For those of you that unwittingly suffered thru years of indoctrination in school instead of learning the actual history of how this country was formed and became the premier leader of the free world, here is one nugget of knowledge to redeem yourself with on the next history exam.  Study it well,  as the exam comes not at a time of your choosing.

At sunrise on April 19th, 1775, at the eastern side of Lexington, Massachusetts, about 75 Lexington minutemen stepped out of Buckman Tavern to see over 200 British troops moving along the road.  The Lexington minutemen had been warned in advance of British troops making their way towards Concord.  These 200  British troops were the advance guard for the main body of about 500 soldiers.  When the two forces confronted each other, a British officer at the lead commanded the minutemen to lay down their arms and disperse.  The leader of the minutemen, realizing that his men were outnumbered 3 to 1, ordered his men to disperse.  And this is where all historical accounts start to get fuzzy.  Somebody, or somebodies, in all the milling around and confusion, was a little too nervous or was just a little trigger happy,  fired their musket.  Not clear if it was British troopers or minutemen or both, but in the havoc that followed, eight minutemen were killed and ten wounded while only one British soldier was injured.  The remaining minutemen fled into the surrounding area.    These then, were “the shot heard round the world”.  Within a week over  15,000 militiamen had the British forces retreating and surrounded them in  Boston.  These  men were  the beginnings of the Continental Army.

This story is of more than passing interest, as on April 19th, 2010, just outside Mount Vernon, Virginia, 75 men were assembled at Fort Hunt for the “Restore The Constitution” rally.  This has historical significance as being  the first armed, but peaceful, show of opposition to the out-of-control and hostile Obama administration.  Coverage of the event by many foreign news services, including Russia Today and al-Jezeera greatly eclipsed the local coverage in clarity and depth.  A local politician showed up with the local tv channel film crew, just to use the opportunity so say he “found the situation concerning”.  And one bright citizen brought a bright yellow sign that said “Tim McVeigh was not a hero!”.  Duh!  Have no idea where that came from.  It invites the rhetorical, “And?”, as if they might have something more meaningful and relevant to say.  Another protesters sign read “They’re not Patriots – they’re terrorists”. If all it takes is 75 armed men make you fearful for the safety of your little socialistic world and your messianic socialist leadership, then my job is done here.  Think of this picture as what you see in the  cell phone commercials, except there are a million of these guys in the background.  ” Can you hear me now?”

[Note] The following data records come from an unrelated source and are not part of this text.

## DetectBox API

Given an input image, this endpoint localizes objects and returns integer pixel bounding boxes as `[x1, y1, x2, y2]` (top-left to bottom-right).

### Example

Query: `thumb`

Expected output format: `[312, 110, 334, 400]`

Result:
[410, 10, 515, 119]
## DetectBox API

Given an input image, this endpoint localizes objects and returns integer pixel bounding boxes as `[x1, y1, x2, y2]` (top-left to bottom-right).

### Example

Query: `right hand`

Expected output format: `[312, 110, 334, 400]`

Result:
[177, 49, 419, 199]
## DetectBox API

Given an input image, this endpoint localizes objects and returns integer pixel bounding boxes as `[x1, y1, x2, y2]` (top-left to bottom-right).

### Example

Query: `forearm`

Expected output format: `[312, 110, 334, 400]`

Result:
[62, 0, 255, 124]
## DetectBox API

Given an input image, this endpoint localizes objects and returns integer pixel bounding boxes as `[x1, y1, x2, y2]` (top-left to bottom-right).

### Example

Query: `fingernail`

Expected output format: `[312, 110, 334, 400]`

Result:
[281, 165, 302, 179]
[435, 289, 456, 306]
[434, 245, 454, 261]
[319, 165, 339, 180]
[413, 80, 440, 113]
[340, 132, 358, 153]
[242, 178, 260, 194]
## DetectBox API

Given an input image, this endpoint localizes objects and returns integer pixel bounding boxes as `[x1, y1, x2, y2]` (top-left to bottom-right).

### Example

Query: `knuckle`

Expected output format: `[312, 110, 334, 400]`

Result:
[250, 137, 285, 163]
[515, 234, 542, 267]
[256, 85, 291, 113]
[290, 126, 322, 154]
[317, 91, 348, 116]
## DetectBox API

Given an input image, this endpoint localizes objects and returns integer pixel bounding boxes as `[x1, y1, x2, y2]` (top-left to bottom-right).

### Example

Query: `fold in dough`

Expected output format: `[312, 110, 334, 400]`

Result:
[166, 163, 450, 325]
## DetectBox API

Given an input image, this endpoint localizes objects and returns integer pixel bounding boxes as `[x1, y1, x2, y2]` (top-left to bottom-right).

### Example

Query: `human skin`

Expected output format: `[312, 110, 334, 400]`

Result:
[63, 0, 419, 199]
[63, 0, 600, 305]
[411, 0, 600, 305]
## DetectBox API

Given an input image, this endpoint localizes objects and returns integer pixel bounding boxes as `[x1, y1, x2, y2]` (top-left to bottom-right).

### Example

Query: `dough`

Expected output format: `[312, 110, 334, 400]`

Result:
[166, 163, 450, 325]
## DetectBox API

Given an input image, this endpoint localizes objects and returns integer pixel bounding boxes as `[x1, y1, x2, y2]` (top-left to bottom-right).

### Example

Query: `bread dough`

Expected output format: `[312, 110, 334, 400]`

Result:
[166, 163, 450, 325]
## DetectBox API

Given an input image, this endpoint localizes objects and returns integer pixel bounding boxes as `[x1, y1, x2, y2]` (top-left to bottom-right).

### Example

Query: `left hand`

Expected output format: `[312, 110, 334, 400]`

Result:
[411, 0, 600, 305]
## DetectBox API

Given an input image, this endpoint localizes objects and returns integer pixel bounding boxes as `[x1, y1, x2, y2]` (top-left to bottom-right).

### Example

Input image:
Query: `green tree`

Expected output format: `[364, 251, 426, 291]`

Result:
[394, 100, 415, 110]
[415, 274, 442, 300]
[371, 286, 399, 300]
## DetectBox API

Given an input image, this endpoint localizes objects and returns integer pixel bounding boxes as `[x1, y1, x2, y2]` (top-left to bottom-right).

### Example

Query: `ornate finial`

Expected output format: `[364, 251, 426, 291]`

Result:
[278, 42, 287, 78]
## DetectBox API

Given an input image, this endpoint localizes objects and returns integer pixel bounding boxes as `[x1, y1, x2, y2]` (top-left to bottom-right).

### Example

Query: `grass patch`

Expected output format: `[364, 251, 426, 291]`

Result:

And here’s my point.  A good third of the country doesn’t get the point of having an armed rally, just across the river from  the Capitol.  Probably never will.  Save your breath trying to explain it.  Another third of the country just doesn’t care.  Never will, no matter what the issue is.  But the last third –  they’re paying attention.  If something had gone terribly wrong on April 19th, and those 75 men were left to face the advance guard of today’s version of “the King’s men”,   do you think it would take a week for 15,000 men to join up and engage those forces as did the fledgling Continental Army?

Thought for the day:  Your Second Amendment rights is what guarantees your First Amendment rights as well as all the others.  Any right you’re afraid to exercise is not a right.